Due italiani su tre chiedono più negozi sotto casa. A spingere questa richiesta sono due fattori: la possibilità di scegliere tra più alternative e la necessità di ridurre gli spostamenti quotidiani. Il desiderio di un mix tra piccoli e medi negozi tocca picchi del 75% nelle città medio-piccole e nel Mezzogiorno. In questo quadro, il trasporto pubblico è l’elemento più critico: nelle città con oltre 50.000 abitanti, il 58% degli intervistati ritiene che un miglioramento della mobilità favorirebbe una maggiore frequentazione di negozi e locali nei centri storici. Seguono la richiesta di più parcheggi (43%) e l’estensione delle aree pedonali (42%).
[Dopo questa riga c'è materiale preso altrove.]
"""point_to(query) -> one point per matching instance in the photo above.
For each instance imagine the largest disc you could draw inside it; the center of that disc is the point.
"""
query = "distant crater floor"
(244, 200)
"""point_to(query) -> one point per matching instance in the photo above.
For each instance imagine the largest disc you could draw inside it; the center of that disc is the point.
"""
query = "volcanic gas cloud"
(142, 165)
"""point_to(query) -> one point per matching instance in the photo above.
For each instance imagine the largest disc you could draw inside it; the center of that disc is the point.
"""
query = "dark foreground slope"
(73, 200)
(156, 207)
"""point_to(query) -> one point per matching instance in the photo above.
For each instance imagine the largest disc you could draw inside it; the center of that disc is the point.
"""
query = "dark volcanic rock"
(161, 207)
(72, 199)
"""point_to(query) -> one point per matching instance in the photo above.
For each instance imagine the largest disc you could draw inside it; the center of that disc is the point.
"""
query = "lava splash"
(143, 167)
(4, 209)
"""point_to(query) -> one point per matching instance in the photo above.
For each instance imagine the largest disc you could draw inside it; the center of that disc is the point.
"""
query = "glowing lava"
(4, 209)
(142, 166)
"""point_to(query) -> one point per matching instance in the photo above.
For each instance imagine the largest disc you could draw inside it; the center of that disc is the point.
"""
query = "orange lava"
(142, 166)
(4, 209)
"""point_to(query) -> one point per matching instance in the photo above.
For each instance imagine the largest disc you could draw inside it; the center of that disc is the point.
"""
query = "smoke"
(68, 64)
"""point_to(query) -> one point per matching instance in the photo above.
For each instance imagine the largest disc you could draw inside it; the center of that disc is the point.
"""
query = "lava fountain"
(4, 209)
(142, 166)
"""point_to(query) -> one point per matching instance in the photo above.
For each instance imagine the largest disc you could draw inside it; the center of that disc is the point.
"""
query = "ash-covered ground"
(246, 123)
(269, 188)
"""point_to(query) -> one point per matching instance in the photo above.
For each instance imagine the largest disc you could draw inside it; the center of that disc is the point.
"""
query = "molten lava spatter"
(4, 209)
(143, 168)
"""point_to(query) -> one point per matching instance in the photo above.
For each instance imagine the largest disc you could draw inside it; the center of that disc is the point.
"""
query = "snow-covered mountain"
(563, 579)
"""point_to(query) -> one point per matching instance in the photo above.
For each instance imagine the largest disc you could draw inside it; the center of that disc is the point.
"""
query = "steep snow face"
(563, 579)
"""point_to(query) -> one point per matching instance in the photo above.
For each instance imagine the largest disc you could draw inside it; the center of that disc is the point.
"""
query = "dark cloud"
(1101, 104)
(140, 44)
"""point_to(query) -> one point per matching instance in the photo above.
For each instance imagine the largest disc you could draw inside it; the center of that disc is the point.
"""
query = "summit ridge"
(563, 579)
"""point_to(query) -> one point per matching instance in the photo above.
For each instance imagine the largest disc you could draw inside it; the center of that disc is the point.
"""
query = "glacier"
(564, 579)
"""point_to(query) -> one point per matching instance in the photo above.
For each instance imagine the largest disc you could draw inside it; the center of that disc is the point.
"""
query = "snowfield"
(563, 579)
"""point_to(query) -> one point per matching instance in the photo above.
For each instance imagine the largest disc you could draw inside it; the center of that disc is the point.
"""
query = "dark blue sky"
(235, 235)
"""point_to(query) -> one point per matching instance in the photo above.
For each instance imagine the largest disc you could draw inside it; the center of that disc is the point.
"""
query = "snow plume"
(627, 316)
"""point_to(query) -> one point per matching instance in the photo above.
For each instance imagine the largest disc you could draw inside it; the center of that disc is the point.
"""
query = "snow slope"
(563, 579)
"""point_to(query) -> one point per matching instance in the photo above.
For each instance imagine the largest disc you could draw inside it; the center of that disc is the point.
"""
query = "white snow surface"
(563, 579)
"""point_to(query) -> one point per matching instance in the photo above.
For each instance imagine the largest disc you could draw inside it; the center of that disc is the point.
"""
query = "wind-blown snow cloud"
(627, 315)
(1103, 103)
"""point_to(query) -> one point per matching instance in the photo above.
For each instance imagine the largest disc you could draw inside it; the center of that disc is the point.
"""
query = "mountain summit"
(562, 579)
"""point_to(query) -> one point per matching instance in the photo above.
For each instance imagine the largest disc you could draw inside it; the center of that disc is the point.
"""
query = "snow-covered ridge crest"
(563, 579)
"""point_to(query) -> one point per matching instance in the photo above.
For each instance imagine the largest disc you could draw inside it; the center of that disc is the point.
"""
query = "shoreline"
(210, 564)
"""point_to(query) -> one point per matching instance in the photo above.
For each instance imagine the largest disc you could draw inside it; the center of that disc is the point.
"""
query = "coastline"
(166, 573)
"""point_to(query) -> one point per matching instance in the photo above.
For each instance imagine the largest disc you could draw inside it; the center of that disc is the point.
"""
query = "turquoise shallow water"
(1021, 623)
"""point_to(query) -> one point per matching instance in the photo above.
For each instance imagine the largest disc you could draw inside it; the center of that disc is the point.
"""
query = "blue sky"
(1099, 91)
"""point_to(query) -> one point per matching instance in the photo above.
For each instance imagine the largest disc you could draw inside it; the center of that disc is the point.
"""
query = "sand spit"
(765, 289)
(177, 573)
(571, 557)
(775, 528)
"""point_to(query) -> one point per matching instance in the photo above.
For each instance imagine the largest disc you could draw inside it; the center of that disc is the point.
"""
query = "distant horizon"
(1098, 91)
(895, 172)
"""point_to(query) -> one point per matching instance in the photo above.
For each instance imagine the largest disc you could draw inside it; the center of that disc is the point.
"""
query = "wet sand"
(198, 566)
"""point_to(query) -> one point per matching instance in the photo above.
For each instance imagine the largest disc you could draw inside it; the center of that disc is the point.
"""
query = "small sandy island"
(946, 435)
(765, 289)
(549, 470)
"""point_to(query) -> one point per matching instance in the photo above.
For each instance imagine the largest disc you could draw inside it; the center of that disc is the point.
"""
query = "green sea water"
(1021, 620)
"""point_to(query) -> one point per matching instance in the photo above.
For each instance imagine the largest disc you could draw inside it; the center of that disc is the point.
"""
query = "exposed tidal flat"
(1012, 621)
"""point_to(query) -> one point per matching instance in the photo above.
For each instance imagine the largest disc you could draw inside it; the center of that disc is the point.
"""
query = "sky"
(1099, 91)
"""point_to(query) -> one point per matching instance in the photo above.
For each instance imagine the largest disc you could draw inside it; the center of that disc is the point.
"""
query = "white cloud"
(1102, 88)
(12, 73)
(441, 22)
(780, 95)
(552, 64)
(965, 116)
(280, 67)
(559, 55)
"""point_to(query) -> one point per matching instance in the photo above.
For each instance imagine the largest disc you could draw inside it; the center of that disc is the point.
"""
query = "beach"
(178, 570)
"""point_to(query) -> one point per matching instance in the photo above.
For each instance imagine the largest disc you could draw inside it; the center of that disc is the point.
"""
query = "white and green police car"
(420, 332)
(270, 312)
La chiusura di negozi è tra i segnali più allarmanti per gli italiani. L’80% prova un senso di tristezza nel vedere vetrine vuote e il 73% associa le saracinesche abbassate a un peggioramento della qualità della vita. Negli ultimi dieci anni, gli italiani hanno soprattutto notato la scomparsa di librerie, negozi di articoli sportivi e giocattoli (55%), di attività non alimentari come abbigliamento e profumerie (49%), oltre a ferramenta, negozi di arredamento (46%) e alimentari (45%). La tendenza è più marcata nel Nord-Est, nel Centro e nelle grandi città. Solo farmacie e pubblici esercizi mostrano una leggera crescita.
Nei consumi fisici, i negozi di quartiere dominano in alcune categorie: bar e pub (88%), farmacie (87%), tabaccai e quotidiani (85%). Supermercati e grandi superfici restano invece preferiti per i prodotti alimentari a lunga conservazione (64%), articoli sportivi (58%) ed elettronica (56%). Gli ambulanti mantengono un ruolo significativo per il fresco (11%) e per l’abbigliamento (10%).
Nelle città con forte pressione turistica, molti residenti percepiscono uno squilibrio nell’offerta commerciale: il 49% segnala la crescita eccessiva di attività legate al cibo e il 23% l’espansione di negozi rivolti ai turisti con prodotti di bassa qualità. Il 17% parla esplicitamente di sostituzione dei negozi tradizionali con attività turistificate, con conseguente perdita di autenticità.
Gli affitti brevi sono considerati un fattore rilevante nella crisi abitativa: metà degli intervistati li associa all’aumento dei canoni e il 42% alla riduzione degli alloggi disponibili. Solo il 24% riconosce un beneficio nel recupero di spazi inutilizzati, mentre prevale una percezione negativa (46%), soprattutto nelle grandi città.